A Setting-Free Differential Protection for Power Transformers Based on Second Central Moment

Abstract

This paper describes a differential algorithm for the protection of a three-phase transformer to differentiate transient phenomena, such as inrush currents and external faults from solid and turn-to-turn faults. This algorithm is based on the behavior of the second central moment (SCM) to identify the kind of event. Instantaneous differential currents are used as input signals to the algorithm once they are filtered and normalized. The algorithm compares the magnitude of the SCM with an established threshold based on the binomial distribution to achieve a successful identification of the event. If the magnitude of the SCM is above the limit, the algorithm identifies the event as a fault condition. Otherwise, the event is determined as a transient event or a steady-state condition. The threshold is setting-free if the transformer parameters are changed or if the harmonic content of the differential current varies. Also, the threshold does not have to be recalculated if the power system is modified. The D index was introduced to improve the fault-detection time when the current transformers experience saturation. This index uses the magnitude of the SCM as a basis and is compared with an established limit to detect the fault current.
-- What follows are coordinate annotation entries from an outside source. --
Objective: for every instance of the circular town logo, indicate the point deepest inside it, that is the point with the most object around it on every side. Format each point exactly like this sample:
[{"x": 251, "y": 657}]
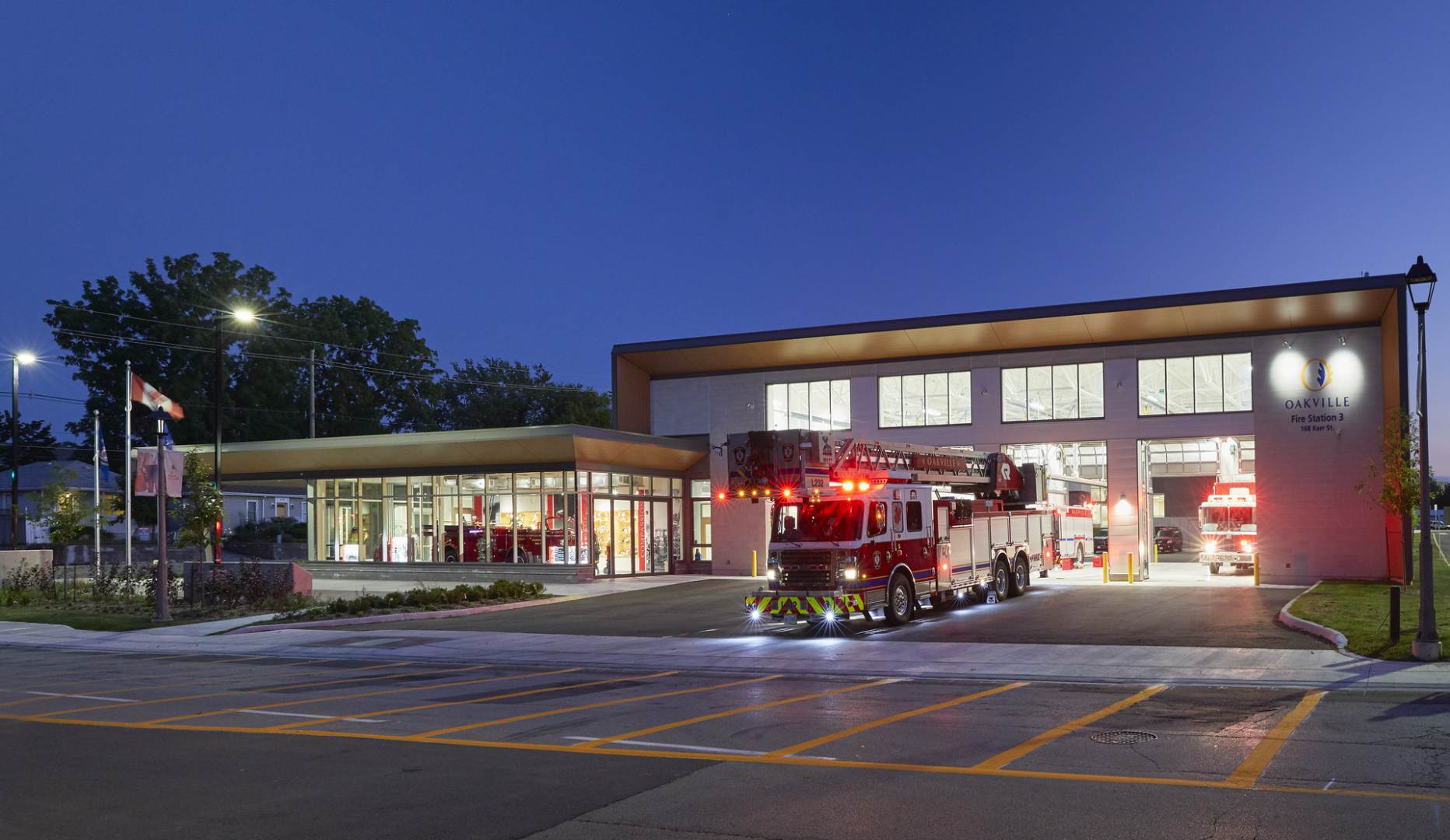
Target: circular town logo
[{"x": 1317, "y": 375}]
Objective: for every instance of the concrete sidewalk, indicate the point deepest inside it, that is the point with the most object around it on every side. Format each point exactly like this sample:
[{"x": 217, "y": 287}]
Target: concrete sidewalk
[{"x": 766, "y": 655}]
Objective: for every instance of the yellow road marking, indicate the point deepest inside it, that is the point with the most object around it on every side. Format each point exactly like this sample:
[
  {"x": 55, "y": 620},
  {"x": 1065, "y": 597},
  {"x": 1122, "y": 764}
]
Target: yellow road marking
[
  {"x": 436, "y": 705},
  {"x": 342, "y": 697},
  {"x": 167, "y": 700},
  {"x": 1008, "y": 756},
  {"x": 780, "y": 761},
  {"x": 725, "y": 714},
  {"x": 867, "y": 726},
  {"x": 597, "y": 705},
  {"x": 1258, "y": 761}
]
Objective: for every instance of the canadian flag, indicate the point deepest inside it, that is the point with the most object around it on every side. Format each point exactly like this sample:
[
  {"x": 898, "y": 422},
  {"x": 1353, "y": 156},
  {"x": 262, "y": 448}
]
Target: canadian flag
[{"x": 151, "y": 398}]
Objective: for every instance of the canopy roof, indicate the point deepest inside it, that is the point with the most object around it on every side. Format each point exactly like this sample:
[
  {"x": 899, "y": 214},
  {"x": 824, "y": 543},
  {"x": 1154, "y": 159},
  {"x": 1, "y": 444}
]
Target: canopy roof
[
  {"x": 429, "y": 453},
  {"x": 1356, "y": 301}
]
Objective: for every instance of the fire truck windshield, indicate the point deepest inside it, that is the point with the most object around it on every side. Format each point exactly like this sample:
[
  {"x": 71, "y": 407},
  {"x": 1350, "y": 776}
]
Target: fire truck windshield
[
  {"x": 1226, "y": 518},
  {"x": 818, "y": 521}
]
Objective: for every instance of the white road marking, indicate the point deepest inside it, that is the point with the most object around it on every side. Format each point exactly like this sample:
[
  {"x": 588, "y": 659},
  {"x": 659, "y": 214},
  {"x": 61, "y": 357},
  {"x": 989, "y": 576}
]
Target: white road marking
[
  {"x": 303, "y": 716},
  {"x": 689, "y": 747},
  {"x": 114, "y": 700}
]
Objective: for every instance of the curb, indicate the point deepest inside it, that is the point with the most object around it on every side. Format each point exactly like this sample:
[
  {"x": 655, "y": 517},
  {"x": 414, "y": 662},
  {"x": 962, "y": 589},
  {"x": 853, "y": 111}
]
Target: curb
[
  {"x": 1305, "y": 625},
  {"x": 402, "y": 615}
]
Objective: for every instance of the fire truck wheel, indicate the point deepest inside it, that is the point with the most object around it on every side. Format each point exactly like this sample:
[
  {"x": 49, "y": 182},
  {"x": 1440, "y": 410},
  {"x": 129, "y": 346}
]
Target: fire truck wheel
[
  {"x": 1020, "y": 578},
  {"x": 899, "y": 600},
  {"x": 1001, "y": 579}
]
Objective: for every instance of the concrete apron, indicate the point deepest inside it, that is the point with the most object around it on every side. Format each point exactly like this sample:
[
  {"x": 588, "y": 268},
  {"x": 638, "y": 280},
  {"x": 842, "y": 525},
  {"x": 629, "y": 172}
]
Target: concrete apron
[{"x": 1075, "y": 663}]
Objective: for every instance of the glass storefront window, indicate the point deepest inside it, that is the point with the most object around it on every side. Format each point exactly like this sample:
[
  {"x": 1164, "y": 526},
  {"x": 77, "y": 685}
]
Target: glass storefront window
[{"x": 632, "y": 526}]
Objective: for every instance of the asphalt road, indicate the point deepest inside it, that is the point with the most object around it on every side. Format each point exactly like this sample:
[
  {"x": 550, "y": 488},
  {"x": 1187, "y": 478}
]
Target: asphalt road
[
  {"x": 1047, "y": 614},
  {"x": 114, "y": 746}
]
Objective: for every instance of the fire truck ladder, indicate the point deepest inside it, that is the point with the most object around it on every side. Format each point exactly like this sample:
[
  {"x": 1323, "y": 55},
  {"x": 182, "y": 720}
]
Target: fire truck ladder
[{"x": 926, "y": 464}]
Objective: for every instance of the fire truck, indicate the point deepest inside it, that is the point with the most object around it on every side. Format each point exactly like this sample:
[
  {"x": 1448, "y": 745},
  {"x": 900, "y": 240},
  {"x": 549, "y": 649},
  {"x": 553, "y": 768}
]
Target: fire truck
[
  {"x": 1227, "y": 527},
  {"x": 881, "y": 530},
  {"x": 1226, "y": 520}
]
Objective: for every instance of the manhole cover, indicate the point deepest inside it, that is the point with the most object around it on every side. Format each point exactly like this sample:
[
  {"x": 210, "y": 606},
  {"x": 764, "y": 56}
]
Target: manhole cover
[{"x": 1123, "y": 737}]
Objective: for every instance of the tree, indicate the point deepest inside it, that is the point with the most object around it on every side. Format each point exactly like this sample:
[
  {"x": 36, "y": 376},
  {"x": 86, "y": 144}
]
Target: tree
[
  {"x": 61, "y": 508},
  {"x": 161, "y": 321},
  {"x": 201, "y": 506},
  {"x": 355, "y": 390},
  {"x": 524, "y": 397},
  {"x": 37, "y": 441}
]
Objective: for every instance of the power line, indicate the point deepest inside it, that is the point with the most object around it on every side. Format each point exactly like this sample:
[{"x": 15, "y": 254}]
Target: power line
[{"x": 434, "y": 376}]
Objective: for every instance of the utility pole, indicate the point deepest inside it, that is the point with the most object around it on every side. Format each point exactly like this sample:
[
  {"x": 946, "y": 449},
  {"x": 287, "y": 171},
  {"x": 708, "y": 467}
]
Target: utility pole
[
  {"x": 216, "y": 421},
  {"x": 163, "y": 613},
  {"x": 312, "y": 392},
  {"x": 96, "y": 485}
]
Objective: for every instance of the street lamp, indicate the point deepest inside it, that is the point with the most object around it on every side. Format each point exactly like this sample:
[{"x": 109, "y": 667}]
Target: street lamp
[
  {"x": 23, "y": 357},
  {"x": 240, "y": 315},
  {"x": 1420, "y": 280}
]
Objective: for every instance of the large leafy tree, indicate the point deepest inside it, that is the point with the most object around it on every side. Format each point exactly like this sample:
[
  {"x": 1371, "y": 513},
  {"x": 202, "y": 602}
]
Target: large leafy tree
[
  {"x": 161, "y": 320},
  {"x": 374, "y": 372},
  {"x": 521, "y": 397}
]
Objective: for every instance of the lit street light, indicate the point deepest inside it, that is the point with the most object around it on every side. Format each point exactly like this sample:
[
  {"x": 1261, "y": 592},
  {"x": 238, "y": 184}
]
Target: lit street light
[
  {"x": 23, "y": 357},
  {"x": 240, "y": 315},
  {"x": 1421, "y": 280}
]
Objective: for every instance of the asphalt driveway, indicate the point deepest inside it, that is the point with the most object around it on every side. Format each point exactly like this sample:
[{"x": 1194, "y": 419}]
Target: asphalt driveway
[{"x": 1047, "y": 614}]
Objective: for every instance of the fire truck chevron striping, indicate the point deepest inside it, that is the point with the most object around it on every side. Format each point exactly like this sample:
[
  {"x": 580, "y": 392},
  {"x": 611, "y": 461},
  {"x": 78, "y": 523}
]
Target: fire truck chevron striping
[{"x": 876, "y": 528}]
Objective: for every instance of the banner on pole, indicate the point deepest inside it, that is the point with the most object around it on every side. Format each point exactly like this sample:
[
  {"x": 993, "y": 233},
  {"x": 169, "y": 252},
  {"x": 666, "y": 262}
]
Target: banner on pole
[{"x": 147, "y": 474}]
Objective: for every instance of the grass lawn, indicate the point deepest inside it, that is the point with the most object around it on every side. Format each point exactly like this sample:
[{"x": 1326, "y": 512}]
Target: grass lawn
[
  {"x": 83, "y": 618},
  {"x": 1361, "y": 611}
]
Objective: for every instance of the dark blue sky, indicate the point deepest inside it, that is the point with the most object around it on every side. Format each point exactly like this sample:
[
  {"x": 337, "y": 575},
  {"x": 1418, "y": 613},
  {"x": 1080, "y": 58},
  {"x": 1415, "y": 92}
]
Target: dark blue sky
[{"x": 543, "y": 180}]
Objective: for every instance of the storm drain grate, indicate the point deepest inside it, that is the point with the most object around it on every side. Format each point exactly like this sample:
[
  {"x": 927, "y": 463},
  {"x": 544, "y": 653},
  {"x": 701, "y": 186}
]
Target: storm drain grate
[{"x": 1123, "y": 737}]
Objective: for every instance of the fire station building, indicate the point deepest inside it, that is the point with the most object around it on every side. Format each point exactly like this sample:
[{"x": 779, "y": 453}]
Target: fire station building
[
  {"x": 1139, "y": 405},
  {"x": 1136, "y": 398}
]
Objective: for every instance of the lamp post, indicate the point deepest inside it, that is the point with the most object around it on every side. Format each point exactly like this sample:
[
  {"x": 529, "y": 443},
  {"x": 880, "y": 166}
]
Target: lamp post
[
  {"x": 240, "y": 315},
  {"x": 23, "y": 357},
  {"x": 1420, "y": 280}
]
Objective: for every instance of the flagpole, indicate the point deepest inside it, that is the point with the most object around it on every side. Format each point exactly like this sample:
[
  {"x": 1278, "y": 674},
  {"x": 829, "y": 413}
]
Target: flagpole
[
  {"x": 127, "y": 402},
  {"x": 96, "y": 482}
]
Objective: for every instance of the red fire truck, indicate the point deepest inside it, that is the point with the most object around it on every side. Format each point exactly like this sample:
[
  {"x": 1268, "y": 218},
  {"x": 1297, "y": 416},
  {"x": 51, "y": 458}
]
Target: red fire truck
[{"x": 879, "y": 530}]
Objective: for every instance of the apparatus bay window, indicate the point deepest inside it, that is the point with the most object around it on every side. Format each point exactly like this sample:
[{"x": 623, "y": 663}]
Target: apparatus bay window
[{"x": 619, "y": 523}]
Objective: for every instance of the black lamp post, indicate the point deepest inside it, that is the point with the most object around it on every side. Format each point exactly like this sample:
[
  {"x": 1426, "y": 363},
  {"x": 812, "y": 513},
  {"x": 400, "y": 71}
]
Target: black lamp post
[
  {"x": 240, "y": 315},
  {"x": 15, "y": 443},
  {"x": 1421, "y": 282}
]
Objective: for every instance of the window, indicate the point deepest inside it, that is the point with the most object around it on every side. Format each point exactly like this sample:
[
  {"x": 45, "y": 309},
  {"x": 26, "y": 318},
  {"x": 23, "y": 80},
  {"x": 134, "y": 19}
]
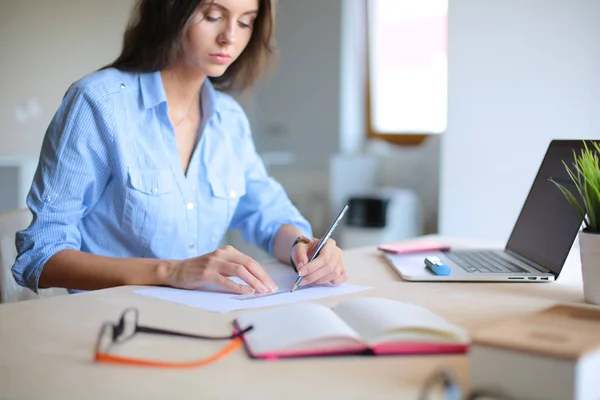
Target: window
[{"x": 407, "y": 66}]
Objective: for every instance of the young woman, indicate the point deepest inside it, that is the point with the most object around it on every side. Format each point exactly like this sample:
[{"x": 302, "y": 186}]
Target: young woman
[{"x": 148, "y": 162}]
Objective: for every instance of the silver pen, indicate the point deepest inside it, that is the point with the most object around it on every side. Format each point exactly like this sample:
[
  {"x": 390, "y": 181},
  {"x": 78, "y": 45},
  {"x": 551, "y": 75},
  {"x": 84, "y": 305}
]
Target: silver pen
[{"x": 322, "y": 243}]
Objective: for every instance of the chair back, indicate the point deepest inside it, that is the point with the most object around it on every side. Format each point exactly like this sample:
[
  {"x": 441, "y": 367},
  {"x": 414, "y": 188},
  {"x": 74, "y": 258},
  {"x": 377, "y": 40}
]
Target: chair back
[{"x": 10, "y": 291}]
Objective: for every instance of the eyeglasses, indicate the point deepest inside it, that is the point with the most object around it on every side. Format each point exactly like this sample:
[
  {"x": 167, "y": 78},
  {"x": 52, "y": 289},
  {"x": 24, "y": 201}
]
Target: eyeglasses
[
  {"x": 442, "y": 385},
  {"x": 111, "y": 334}
]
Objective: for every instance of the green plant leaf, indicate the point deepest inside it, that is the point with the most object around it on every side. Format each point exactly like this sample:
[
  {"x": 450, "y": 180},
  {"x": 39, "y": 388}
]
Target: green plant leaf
[{"x": 585, "y": 175}]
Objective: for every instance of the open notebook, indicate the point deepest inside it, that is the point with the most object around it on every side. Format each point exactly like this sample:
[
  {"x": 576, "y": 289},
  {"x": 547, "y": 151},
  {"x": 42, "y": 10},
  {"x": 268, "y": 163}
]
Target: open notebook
[{"x": 366, "y": 325}]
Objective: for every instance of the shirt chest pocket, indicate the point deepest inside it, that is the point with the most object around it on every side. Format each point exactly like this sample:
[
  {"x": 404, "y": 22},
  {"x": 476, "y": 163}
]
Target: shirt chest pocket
[
  {"x": 226, "y": 193},
  {"x": 149, "y": 204}
]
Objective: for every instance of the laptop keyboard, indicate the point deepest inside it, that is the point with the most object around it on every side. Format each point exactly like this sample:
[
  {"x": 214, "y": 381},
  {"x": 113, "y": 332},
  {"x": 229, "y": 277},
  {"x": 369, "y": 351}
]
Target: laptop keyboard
[{"x": 483, "y": 261}]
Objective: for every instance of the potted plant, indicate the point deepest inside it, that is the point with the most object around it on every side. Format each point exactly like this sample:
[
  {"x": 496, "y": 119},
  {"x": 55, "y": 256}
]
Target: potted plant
[{"x": 586, "y": 177}]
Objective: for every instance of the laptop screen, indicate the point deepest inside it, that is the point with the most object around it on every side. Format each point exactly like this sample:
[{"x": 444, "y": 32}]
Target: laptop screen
[{"x": 548, "y": 224}]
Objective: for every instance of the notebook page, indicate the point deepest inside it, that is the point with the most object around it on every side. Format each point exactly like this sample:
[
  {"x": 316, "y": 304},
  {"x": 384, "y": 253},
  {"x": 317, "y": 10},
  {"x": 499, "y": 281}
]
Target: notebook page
[
  {"x": 295, "y": 328},
  {"x": 380, "y": 319}
]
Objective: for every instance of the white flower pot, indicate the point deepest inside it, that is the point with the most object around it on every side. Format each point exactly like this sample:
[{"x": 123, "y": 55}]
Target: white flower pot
[{"x": 589, "y": 247}]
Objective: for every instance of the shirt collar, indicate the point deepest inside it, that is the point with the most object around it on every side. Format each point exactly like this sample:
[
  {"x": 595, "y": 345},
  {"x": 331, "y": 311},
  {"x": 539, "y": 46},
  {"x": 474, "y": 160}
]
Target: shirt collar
[{"x": 153, "y": 93}]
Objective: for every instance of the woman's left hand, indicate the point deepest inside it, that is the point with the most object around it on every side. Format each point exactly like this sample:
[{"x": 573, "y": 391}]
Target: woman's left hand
[{"x": 327, "y": 267}]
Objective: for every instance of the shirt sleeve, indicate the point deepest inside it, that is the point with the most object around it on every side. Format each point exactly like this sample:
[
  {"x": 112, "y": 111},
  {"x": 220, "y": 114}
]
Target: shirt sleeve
[
  {"x": 266, "y": 206},
  {"x": 72, "y": 173}
]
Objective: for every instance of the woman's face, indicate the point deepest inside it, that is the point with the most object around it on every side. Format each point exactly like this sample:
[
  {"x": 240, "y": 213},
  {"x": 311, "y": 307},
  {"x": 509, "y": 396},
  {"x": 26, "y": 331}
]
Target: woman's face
[{"x": 218, "y": 34}]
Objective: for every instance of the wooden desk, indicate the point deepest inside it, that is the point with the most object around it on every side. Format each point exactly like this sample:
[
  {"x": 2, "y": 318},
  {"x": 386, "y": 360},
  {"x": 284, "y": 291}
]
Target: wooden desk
[{"x": 46, "y": 346}]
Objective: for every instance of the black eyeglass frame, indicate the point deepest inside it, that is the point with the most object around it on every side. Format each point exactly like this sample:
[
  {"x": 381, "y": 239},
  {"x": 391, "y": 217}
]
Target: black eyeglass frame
[{"x": 118, "y": 330}]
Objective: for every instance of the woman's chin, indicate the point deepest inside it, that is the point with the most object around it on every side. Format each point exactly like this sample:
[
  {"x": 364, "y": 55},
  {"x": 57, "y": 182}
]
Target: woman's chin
[{"x": 215, "y": 71}]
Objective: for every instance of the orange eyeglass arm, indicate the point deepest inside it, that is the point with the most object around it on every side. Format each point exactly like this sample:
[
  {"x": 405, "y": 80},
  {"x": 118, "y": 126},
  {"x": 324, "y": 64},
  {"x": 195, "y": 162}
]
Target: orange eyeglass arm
[{"x": 112, "y": 359}]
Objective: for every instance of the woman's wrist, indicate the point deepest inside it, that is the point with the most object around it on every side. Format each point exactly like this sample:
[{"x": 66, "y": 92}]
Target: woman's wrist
[{"x": 164, "y": 272}]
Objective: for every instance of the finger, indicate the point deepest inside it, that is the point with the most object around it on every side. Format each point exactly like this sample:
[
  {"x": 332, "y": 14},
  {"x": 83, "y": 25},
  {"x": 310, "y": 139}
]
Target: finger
[
  {"x": 231, "y": 285},
  {"x": 324, "y": 271},
  {"x": 327, "y": 253},
  {"x": 340, "y": 279},
  {"x": 300, "y": 254},
  {"x": 231, "y": 269},
  {"x": 325, "y": 274},
  {"x": 237, "y": 257},
  {"x": 323, "y": 265}
]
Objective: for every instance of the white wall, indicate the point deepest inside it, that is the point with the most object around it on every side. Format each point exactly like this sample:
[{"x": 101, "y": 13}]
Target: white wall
[
  {"x": 44, "y": 47},
  {"x": 521, "y": 73},
  {"x": 297, "y": 108}
]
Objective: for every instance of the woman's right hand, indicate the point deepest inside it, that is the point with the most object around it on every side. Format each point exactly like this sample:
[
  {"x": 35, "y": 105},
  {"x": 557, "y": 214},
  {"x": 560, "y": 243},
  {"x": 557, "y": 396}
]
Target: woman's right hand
[{"x": 216, "y": 268}]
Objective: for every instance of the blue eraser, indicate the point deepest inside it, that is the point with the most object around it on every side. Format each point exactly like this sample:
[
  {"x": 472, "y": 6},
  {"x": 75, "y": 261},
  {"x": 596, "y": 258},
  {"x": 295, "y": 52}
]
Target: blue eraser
[{"x": 437, "y": 267}]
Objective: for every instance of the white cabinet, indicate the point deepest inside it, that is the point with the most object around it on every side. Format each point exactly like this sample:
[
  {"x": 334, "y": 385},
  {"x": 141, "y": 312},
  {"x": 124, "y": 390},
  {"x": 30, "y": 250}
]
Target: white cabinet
[{"x": 16, "y": 176}]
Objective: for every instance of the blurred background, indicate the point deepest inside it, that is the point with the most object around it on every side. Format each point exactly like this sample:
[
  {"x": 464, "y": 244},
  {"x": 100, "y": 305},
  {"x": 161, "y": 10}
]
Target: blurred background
[{"x": 427, "y": 116}]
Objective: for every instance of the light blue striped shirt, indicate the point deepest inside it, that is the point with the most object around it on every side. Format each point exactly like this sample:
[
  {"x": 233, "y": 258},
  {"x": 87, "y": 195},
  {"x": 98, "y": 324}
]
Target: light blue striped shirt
[{"x": 110, "y": 180}]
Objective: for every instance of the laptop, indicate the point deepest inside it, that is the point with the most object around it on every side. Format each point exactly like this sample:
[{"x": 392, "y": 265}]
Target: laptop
[{"x": 538, "y": 245}]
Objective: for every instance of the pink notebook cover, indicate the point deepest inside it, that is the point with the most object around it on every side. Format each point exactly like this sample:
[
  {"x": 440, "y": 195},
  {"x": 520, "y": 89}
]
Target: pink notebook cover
[{"x": 404, "y": 348}]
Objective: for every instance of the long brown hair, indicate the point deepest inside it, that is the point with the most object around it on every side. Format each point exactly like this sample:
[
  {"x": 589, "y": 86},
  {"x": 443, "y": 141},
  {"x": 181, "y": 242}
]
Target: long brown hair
[{"x": 157, "y": 28}]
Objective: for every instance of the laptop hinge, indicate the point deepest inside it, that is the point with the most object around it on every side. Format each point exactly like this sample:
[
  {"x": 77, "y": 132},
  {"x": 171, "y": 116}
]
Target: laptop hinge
[{"x": 529, "y": 262}]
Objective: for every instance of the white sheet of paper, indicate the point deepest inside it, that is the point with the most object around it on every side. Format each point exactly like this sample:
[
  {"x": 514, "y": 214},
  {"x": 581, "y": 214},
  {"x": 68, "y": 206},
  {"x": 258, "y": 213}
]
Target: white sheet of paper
[{"x": 218, "y": 300}]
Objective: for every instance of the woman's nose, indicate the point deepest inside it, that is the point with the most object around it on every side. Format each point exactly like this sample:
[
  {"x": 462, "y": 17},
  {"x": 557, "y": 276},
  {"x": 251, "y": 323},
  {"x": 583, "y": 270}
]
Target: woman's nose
[{"x": 228, "y": 35}]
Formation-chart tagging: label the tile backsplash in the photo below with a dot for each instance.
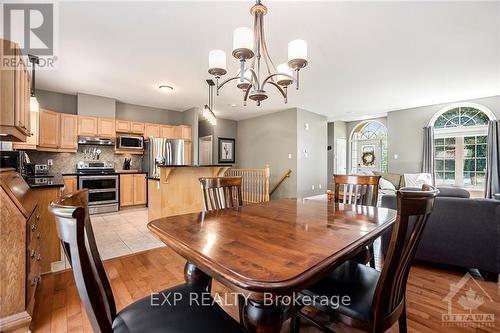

Both indices run in parallel, and if any of them does cross its respective threshold, a fault condition is determined. The algorithm is tested in a real-time digital simulator and is implemented in MATLAB. The algorithm was compared against the conventional differential protection with harmonic restraint to evaluate the performance of both indices in critical conditions. The results validate the performance of the algorithm and indicate that it can be the basis of a new algorithm to protect power transformers.